Re: [net-next v4 PATCH] page_pool: handle page recycle for NUMA_NO_NODE condition

From: Ilias Apalodimas
Date: Thu Dec 19 2019 - 10:28:48 EST


On Thu, Dec 19, 2019 at 03:52:06PM +0100, Michal Hocko wrote:
> On Thu 19-12-19 14:35:35, Jesper Dangaard Brouer wrote:
> > On Thu, 19 Dec 2019 13:09:25 +0100
> > Michal Hocko <mhocko@xxxxxxxxxx> wrote:
> >
> > > On Wed 18-12-19 09:01:35, Jesper Dangaard Brouer wrote:
> > > [...]
> > > > For the NUMA_NO_NODE case, when a NIC IRQ is moved to another NUMA
> > > > node, then ptr_ring will be emptied in 65 (PP_ALLOC_CACHE_REFILL+1)
> > > > chunks per allocation and allocation fall-through to the real
> > > > page-allocator with the new nid derived from numa_mem_id(). We accept
> > > > that transitioning the alloc cache doesn't happen immediately.
> >
> > Oh, I just realized that the drivers usually refill several RX
> > packet-pages at once, this means that this is called N times, meaning
> > during a NUMA change this will result in N * 65 pages returned.
> >
> >
> > > Could you explain what is the expected semantic of NUMA_NO_NODE in this
> > > case? Does it imply always the preferred locality? See my other email[1] to
> > > this matter.
> >
> > I do think we want NUMA_NO_NODE to mean preferred locality.
>

Why? wouldn't it be clearer if it meant "this is not NUMA AWARE"?
The way i see it iyou have drivers that sit on specific SoCs,
like the ti one, or the netsec one can declare 'NUMA_NO_NODE' since they
know beforehand what hardware they'll be sitting on.
On PCI/USB pluggable interfaces mlx5 example should be followed.

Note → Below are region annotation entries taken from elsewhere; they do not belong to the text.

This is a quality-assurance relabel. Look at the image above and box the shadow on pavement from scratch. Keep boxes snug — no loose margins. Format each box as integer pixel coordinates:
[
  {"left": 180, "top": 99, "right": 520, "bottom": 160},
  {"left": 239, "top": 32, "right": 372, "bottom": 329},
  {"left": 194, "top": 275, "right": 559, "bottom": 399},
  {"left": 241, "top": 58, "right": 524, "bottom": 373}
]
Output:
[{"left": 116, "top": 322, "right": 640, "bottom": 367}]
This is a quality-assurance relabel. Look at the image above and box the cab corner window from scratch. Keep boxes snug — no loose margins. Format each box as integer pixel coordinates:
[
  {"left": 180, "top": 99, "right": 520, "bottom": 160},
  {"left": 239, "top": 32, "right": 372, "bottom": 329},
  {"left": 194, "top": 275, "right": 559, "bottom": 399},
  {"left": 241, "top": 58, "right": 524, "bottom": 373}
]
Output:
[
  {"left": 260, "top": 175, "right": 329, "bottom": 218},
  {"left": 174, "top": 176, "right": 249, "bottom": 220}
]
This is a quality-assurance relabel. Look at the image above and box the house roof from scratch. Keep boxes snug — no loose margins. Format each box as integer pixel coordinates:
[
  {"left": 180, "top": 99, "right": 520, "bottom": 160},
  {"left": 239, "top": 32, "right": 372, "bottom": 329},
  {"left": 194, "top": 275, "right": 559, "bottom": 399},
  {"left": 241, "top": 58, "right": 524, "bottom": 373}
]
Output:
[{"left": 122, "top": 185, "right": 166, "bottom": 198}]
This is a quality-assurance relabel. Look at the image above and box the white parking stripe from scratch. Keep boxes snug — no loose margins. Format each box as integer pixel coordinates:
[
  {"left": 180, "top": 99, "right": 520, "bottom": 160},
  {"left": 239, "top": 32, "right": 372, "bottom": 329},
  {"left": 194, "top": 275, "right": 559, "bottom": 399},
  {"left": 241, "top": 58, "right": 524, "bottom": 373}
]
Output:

> I obviously have no saying here because I am not really familiar with
> the users of this API but I would note that if there is such an implicit
> assumption then you make it impossible to use the numa agnostic page
> pool allocator (aka fast reallocation). This might be not important here
> but future extension would be harder (you can still hack it around aka
> NUMA_REALLY_NO_NODE). My experience tells me that people are quite
> creative and usually require (or worse assume) semantics that you
> thought were not useful.
>
> That being said, if the NUMA_NO_NODE really should have a special
> locality meaning then document it explicitly at least.

Agree, if we treat it like this we have to document it somehow

> --
> Michal Hocko
> SUSE Labs

Thanks
/Ilias